Imagine interacting with your computer desktop through a primarily auditory exchange. Perhaps you are driving to work and calling into your computer with your carphone. You might want to access your normal work environment from a small, mobile device such as a PDA, or you might be blind and need to work alongside your sighted colleague. These three scenarios require the interfaces to your standard graphical applications be transformed into efficient and intuitive auditory interfaces. The resulting auditory interface should leverage your knowledge of the graphical interface. Furthermore, for this strategy to be of general use, this transformation must be done without specific knowledge of the individual application.

The typical scenario to providing access to a graphical interface is as follows: While an unmodified graphical application is running, an outside agent collects information about the application interface by watching objects drawn to the screen and by monitoring the application behavior.
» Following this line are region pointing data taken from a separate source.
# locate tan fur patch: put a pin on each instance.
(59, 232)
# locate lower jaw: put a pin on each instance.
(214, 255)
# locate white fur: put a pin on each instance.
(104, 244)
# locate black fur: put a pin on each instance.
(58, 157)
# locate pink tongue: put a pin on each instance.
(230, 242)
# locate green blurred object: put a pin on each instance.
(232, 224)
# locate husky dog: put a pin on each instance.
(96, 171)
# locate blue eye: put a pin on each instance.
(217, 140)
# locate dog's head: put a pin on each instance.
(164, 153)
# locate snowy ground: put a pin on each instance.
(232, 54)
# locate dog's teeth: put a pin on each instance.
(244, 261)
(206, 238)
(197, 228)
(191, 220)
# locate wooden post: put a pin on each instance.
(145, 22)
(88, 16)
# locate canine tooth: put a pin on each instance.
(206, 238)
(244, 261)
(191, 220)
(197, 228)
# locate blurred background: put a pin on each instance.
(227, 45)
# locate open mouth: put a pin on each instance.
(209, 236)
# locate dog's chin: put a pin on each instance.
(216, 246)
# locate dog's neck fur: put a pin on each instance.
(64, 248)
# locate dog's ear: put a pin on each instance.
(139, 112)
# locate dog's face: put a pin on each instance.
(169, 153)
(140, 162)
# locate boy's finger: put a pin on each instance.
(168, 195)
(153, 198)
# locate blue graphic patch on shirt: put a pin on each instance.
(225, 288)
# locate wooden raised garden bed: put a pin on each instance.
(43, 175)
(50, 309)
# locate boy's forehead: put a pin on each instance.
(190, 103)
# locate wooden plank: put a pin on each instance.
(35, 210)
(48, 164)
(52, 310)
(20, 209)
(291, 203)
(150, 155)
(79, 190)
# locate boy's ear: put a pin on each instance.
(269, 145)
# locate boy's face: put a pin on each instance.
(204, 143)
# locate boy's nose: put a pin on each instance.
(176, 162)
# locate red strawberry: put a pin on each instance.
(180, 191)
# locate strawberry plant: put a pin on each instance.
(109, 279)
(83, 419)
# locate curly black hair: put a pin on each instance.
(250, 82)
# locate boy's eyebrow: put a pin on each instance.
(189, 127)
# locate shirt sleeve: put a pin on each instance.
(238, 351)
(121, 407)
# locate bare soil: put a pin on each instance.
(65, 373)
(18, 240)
This outside agent (or screen reader) then translates the graphical interface into an auditory and/or tactile interface. Not only does the screen reader translate the graphical presentation into an nonvisual presentation, but the screen reader often provides different user input mechanisms which are more appropriate with the new interface.
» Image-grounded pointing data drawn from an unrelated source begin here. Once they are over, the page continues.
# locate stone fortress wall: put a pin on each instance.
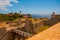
(30, 26)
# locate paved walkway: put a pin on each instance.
(52, 33)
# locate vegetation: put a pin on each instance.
(11, 16)
(42, 28)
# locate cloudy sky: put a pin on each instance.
(30, 6)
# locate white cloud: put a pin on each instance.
(4, 3)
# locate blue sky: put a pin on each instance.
(34, 6)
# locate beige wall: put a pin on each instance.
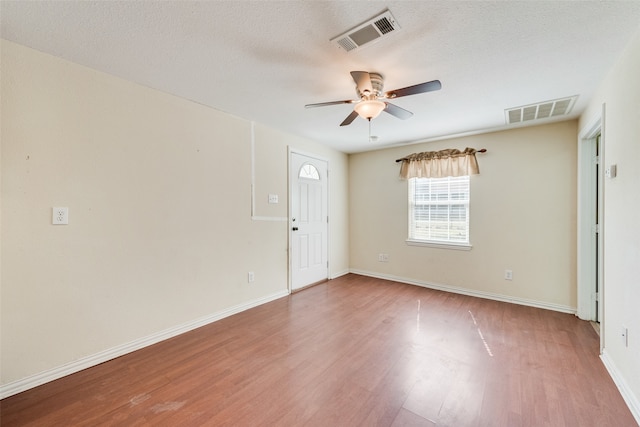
(620, 93)
(160, 231)
(522, 218)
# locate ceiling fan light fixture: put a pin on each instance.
(369, 109)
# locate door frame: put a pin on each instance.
(588, 245)
(292, 183)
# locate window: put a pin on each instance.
(439, 211)
(309, 171)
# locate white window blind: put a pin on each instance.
(439, 209)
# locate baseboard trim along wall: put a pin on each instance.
(480, 294)
(631, 400)
(32, 381)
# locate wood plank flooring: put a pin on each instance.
(354, 351)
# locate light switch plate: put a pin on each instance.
(60, 216)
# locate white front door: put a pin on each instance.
(308, 220)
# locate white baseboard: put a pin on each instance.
(627, 394)
(471, 292)
(339, 274)
(32, 381)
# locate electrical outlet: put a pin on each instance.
(59, 216)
Our work in this area began with a simple question: How can we provide access to X Window applications for blind computer users. Historically, blind computer users have little trouble accessing standard ASCII terminals. The line-oriented textual output displayed on the screen is stored in the computer's framebuffer. An access program simply copies the contents of the framebuffer to a speech synthesizer, a Braille terminal or a Braille printer. Conversely, the contents of the framebuffer for a graphical interface are simple pixel values. To provide access to GUIs, it is necessary to intercept application output before it reaches the screen. This intercepted application output becomes the basis for an off-screen model of the application interface. The information in the off-screen model is then used to create alternative, accessible interfaces.
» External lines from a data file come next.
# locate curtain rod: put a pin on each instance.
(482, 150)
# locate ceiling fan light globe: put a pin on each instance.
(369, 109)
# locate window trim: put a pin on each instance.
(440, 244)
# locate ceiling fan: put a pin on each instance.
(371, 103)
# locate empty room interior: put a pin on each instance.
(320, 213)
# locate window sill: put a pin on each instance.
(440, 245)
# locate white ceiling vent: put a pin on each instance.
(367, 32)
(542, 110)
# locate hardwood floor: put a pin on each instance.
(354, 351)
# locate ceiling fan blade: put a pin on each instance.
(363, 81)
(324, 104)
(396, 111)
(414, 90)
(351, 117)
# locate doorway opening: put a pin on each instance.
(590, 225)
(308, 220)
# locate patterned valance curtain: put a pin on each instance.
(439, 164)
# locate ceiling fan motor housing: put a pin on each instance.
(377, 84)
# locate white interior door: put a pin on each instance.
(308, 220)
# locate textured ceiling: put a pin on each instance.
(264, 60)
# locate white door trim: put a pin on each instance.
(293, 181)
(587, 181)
A primary goal of our work, called the Mercator Project, is to provide transparent access to X Windows applications for computer users who are blind or severely visually-impaired. In order to achieve this goal, we addressed two major problems. First, in order to provide transparent access to applications, we created a framework which could allow us to monitor, model and translate graphical interfaces of X Windows applications without modifying the applications. Second, given these application models, we developed a methodology for translating graphical interfaces into non-visual interfaces. This methodology mimics the advantages of GUIs in an nonvisual presentation.

GUI Models

The information gathered with the hooks forms the basis for an off-screen model of the application interface. A set of translation rules then processes the off-screen model, identifying higher-level objects in the graphical interface and then specifying the presentation of the objects in the auditory interface. The hypothesis behind this scheme is that some portions of the graphical interface directly contribute to the user's mental model of the application interface while other portions of the interface are simply artifacts of the visual presentation. An implicit question in this transformation is how is space used as an organizing medium in the graphical presentation. For example, objects such as menus are likely to be critical to the mental model of the application interface, but the spatial presentation of a group of menu buttons may be irrelevant. Does a column or row-based organization convey any information to the user? The spatial arrangement within the grouping may be important though. For example, are the buttons evenly spaced, or are some segregated from the others using distance as the only visual cue.

Audio GUIs

Mercator provides a separate navigation method based on the hierarchy of the interface to replace the visual, spatial-oriented mouse navigation used in GUIs. The relationships between objects in the interface are modeled as a tree structure. Users can simply navigate the user interface by walking through the tree structure [3].

Project Information

We are coordinating our current design efforts with the Disability Action Committee on X (DACX) which is directed by Trace Research and Development Center. This committee is made up of Unix workstation vendors (Sun, DEC, IBM), researchers, commercial access vendors, the X Consortium, and other interested parties. The goal of the committee is to design and implement standard access solutions to X Windows for people with various motor and sensory impairments.